Ocorre que a visão a ser adotada na regulação não pode ser apenas sob a ótica do usuário, tendo em vista que os interesses do setor regulado também devem ser considerados na discussão. Nesse sentido, afirmar que o TCU, por sua missão de aplicação da lei, teria mais condições de determinar a medida regulatória, não é adequado, pois pode gerar desequilíbrios regulatórios que desicentivem a participação privada em determinado setor. Citem-se, como exemplo, os reajustes tarifários, que, sob a perspectiva do usuário, devem ser evitados ou minorados ao máximo possível.
No entanto, a interpretação estrita de modicidade tarifária pode gerar sérios efeitos na qualidade dos serviços prestados e diminuir o nível de investimento necessário para prestação do serviço. A manutenção do equilíbrio regulatório não pode assumir uma posição subjetiva entre consumidor e prestador do serviço, mas ter em mente a necessidade de manter o equilíbrio do sistema regulatório, criando incentivos para que o privado opere de forma mais adequada o serviço e seja remunerado por uma tarifa que lhe garanta a rentabilidade adequada e seja justa para o usuário.

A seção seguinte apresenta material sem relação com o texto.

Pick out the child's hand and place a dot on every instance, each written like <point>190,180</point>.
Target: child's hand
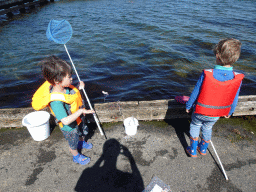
<point>81,85</point>
<point>85,111</point>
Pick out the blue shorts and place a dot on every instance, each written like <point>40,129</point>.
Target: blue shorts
<point>73,136</point>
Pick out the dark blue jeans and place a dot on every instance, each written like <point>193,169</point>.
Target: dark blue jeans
<point>204,123</point>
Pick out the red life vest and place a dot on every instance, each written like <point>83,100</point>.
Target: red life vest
<point>216,97</point>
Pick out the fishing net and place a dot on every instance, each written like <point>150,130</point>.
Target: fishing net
<point>59,31</point>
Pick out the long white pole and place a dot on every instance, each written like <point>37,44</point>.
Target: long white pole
<point>219,161</point>
<point>94,115</point>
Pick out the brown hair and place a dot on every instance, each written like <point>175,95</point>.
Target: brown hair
<point>228,51</point>
<point>55,69</point>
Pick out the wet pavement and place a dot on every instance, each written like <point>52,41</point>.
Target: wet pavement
<point>128,163</point>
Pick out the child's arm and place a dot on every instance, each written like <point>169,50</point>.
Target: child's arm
<point>71,118</point>
<point>61,114</point>
<point>195,93</point>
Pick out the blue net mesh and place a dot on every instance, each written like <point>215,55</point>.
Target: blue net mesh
<point>59,31</point>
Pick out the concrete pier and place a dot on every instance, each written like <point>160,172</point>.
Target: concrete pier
<point>10,6</point>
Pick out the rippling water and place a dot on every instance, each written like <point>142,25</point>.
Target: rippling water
<point>134,50</point>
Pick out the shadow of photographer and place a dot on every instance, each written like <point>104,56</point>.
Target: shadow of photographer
<point>104,175</point>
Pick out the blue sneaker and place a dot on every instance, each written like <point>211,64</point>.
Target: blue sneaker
<point>81,159</point>
<point>202,147</point>
<point>84,145</point>
<point>191,150</point>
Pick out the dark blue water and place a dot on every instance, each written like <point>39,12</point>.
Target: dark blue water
<point>134,50</point>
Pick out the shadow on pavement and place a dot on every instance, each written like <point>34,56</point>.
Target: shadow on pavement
<point>104,175</point>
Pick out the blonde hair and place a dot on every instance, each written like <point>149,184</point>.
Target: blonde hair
<point>228,51</point>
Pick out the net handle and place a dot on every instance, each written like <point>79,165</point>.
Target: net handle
<point>94,114</point>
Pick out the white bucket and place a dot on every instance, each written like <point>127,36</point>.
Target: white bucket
<point>37,124</point>
<point>131,125</point>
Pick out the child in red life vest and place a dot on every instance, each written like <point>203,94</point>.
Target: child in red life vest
<point>215,95</point>
<point>65,103</point>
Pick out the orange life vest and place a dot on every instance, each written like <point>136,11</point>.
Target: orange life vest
<point>216,97</point>
<point>43,97</point>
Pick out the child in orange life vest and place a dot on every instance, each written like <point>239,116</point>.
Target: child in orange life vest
<point>215,95</point>
<point>58,73</point>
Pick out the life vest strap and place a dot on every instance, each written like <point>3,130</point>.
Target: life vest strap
<point>213,107</point>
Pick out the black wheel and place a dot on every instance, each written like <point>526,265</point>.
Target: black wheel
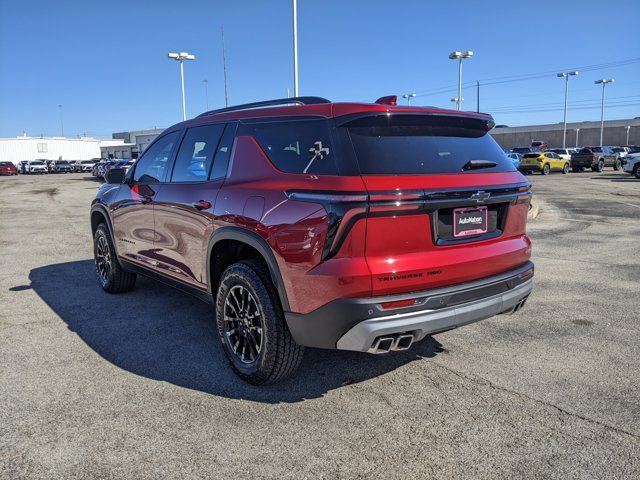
<point>111,276</point>
<point>251,325</point>
<point>600,166</point>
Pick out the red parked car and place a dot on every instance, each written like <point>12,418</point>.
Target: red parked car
<point>347,226</point>
<point>8,168</point>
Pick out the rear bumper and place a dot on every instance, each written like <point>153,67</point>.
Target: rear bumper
<point>355,324</point>
<point>530,168</point>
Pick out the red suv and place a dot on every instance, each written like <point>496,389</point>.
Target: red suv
<point>349,226</point>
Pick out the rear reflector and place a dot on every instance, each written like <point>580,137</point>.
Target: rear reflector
<point>398,303</point>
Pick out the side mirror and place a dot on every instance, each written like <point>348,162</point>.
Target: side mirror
<point>115,175</point>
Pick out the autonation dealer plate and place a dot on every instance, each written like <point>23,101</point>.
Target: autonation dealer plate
<point>469,221</point>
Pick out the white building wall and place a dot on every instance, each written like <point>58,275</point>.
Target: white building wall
<point>29,148</point>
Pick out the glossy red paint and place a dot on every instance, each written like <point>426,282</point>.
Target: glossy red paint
<point>382,246</point>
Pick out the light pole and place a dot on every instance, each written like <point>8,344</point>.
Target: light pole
<point>409,96</point>
<point>566,76</point>
<point>295,47</point>
<point>460,56</point>
<point>206,92</point>
<point>604,82</point>
<point>62,123</point>
<point>181,57</point>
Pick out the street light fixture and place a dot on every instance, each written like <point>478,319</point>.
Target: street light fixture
<point>206,92</point>
<point>566,76</point>
<point>460,56</point>
<point>181,57</point>
<point>604,82</point>
<point>409,96</point>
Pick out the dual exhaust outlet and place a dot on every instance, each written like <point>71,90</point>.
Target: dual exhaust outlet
<point>391,343</point>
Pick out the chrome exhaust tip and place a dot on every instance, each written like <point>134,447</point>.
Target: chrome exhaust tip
<point>382,345</point>
<point>403,342</point>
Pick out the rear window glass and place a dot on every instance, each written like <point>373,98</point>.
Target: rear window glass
<point>297,146</point>
<point>421,144</point>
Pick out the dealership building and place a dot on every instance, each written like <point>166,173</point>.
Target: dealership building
<point>579,134</point>
<point>52,148</point>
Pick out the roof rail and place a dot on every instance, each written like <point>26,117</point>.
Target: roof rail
<point>269,103</point>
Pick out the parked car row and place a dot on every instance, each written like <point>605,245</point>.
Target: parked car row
<point>534,159</point>
<point>105,164</point>
<point>40,166</point>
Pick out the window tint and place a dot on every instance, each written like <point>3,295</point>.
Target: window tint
<point>221,161</point>
<point>297,147</point>
<point>152,166</point>
<point>196,152</point>
<point>417,144</point>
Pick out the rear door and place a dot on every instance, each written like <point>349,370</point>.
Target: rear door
<point>183,208</point>
<point>132,212</point>
<point>445,204</point>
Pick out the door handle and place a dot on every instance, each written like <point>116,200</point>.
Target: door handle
<point>201,205</point>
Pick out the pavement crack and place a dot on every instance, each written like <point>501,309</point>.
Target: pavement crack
<point>480,381</point>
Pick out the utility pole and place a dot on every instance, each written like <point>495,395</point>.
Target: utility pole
<point>224,68</point>
<point>61,122</point>
<point>295,47</point>
<point>460,56</point>
<point>566,76</point>
<point>206,92</point>
<point>604,82</point>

Assim, para análise dos acórdãos exarados pelo TCU, toma-se como premissa que as matérias regulatórias são de competência das agências reguladoras e a intervenção a ser analisada ocorrerá naqueles casos em que o TCU determina qual deve ser a decisão a ser adotada pela agência. Neste sentido, as determinações de caráter orientativo, como por exemplo, a definição de uma metodologia, não configuram conceitualmente uma intervenção do TCU no âmbito de uma decisória. Considera-se, portanto, uma intervenção regulatória do TCU quando esta Corte de Contas determina aquilo que deve ser feito, bem como a maneira como deve ser feita a metodologia, por exemplo.
Considera-se neste trabalho que houve intervenção do TCU em questões regulatórias quando o TCU interferiu diretamente no sistema regulatório e impôs as agências reguladoras, determinado comportamento sem que lhe fosse dada a oportunidade de propor outra solução.